COLUMBUS—State Senator Bill Reineke (R-Tiffin) next week will introduce legislation impacting the constituents of Senate District 26 and other portions of Northwest Ohio dealing with local landfill issues.

“My constituents have been struggling with trash coming in from out of state, mostly from New York through our beautiful countryside into Fostoria in Seneca County. Most of this has occurred without any meaningful oversight or supervision from local or state officials," said Reineke. "Therefore, after years of discussion and debate, I am introducing legislation to deal with these matters once and for all. It has become very apparent to me, as the chair of the Ohio Senate’s Select Committee on Rail Safety, that contents of trains are verified by the end user, with the oversight of the local health department, so we need to make sure they have the means to implement appropriate oversight over our landfills.”

The legislation being proposed by Senator Reineke would do the following:

  • Allow Local Input Into Landfill Decisions: The bill will provide local citizens with oversight in landfill expansion decisions. For many years, local voices have been ignored in landfill decisions – local impacts make a difference.
  • Fee Adjustments and Equalization: Local agencies must have the funding to be able to have oversight on landfills around the state. The bill proposes a fee increase from statutory rates that have been in effect since 1992.  One component of this will be to equalize trash fees to prevent Ohio from becoming the trash depot center of the East Coast. The bill would ensure that fees are equal for trash regardless of whether the trash comes from other parts of Ohio or from out of state.  Additionally, the bill changes the idea that construction debris is any less trash than other trash.
  • Assisting Local Health Districts: The bill proposes assisting local health districts, by requesting an exit plan for a solid waste district participant, a County, which contributes 75% or more to a solid waste district, can exit that district and become its own county district. The results of this are that the funding stays in the county where the landfill exists and can provide much-needed oversight to that landfill, reassuring constituents that there is adequate oversight.

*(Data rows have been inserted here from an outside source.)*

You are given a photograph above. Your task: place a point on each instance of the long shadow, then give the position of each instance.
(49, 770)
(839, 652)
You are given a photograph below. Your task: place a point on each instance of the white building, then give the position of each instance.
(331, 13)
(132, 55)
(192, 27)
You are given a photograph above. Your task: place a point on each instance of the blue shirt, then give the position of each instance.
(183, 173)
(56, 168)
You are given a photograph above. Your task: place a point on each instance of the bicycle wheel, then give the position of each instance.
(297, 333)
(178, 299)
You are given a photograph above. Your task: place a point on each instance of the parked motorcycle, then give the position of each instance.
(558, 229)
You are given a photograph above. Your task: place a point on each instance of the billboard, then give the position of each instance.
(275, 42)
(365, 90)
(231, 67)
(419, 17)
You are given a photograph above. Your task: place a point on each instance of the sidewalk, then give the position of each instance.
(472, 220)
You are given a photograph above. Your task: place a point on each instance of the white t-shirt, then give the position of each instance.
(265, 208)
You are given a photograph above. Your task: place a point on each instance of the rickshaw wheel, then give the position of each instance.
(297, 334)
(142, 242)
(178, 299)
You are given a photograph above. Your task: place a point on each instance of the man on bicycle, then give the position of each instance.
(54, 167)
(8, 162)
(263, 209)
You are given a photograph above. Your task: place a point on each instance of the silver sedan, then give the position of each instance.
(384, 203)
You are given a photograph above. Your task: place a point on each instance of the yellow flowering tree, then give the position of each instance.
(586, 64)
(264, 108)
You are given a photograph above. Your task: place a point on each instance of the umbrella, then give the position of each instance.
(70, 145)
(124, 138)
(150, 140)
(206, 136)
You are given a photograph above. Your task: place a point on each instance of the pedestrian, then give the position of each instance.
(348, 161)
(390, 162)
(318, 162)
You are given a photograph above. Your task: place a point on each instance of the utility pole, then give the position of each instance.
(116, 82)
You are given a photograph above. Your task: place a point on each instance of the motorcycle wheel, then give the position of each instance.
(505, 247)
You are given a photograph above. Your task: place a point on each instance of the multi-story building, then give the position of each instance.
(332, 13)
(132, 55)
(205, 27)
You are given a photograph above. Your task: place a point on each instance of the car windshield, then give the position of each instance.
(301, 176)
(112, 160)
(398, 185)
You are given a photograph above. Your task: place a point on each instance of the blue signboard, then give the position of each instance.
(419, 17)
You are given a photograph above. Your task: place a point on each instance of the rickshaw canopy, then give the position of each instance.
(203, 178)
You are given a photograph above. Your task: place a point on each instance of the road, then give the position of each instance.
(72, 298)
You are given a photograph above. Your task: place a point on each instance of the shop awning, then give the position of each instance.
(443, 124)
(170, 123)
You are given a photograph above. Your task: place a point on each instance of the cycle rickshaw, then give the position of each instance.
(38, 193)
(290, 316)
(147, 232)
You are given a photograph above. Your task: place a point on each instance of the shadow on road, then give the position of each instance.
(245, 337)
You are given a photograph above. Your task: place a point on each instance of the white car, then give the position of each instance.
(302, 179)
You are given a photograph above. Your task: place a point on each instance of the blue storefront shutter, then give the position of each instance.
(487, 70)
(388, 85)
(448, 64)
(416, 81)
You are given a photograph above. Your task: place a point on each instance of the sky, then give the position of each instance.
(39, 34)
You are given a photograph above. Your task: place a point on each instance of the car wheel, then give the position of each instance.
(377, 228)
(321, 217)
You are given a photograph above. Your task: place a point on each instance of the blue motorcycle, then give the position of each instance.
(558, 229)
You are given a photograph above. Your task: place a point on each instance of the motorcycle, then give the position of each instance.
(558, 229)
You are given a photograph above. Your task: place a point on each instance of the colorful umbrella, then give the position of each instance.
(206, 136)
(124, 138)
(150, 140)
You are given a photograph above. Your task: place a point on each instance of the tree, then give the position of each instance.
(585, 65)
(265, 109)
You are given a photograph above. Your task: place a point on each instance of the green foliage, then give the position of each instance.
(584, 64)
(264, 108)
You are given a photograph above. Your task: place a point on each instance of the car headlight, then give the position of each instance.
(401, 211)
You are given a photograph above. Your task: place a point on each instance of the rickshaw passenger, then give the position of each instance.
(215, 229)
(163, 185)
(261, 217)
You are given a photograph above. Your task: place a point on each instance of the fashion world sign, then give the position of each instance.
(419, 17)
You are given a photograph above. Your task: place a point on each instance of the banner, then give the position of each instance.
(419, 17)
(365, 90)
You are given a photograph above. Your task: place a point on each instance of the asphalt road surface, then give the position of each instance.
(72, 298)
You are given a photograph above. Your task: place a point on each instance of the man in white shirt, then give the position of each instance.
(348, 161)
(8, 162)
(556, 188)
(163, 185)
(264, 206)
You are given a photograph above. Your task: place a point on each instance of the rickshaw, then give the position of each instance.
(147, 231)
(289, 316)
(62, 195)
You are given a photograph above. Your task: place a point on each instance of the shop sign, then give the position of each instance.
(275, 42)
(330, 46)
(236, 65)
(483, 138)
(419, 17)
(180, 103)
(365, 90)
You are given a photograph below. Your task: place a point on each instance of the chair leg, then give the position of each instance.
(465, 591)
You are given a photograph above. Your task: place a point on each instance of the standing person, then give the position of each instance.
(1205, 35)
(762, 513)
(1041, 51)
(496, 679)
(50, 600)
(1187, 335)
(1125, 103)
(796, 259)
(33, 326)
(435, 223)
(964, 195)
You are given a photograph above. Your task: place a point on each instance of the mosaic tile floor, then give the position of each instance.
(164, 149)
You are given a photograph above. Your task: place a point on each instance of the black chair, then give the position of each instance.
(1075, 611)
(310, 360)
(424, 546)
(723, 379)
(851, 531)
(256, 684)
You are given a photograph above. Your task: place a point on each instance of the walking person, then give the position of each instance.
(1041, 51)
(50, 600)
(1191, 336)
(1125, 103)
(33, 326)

“The State of Ohio has been very forward in inviting new businesses to our state. I applaud all of those efforts, however, with those great innovations and technological changes coming, we also need to be on top of our trash situation," Reineke said. "Ohio is also the destination for trash because of our reluctance to recognize exactly the need to be doing more with recycling. With local oversight, our constituents need to be assured that the air we breathe and the water we drink are clean and that the contents of trains coming through our state are adequately monitored. I look forward to the future hearings and debate on this bill.”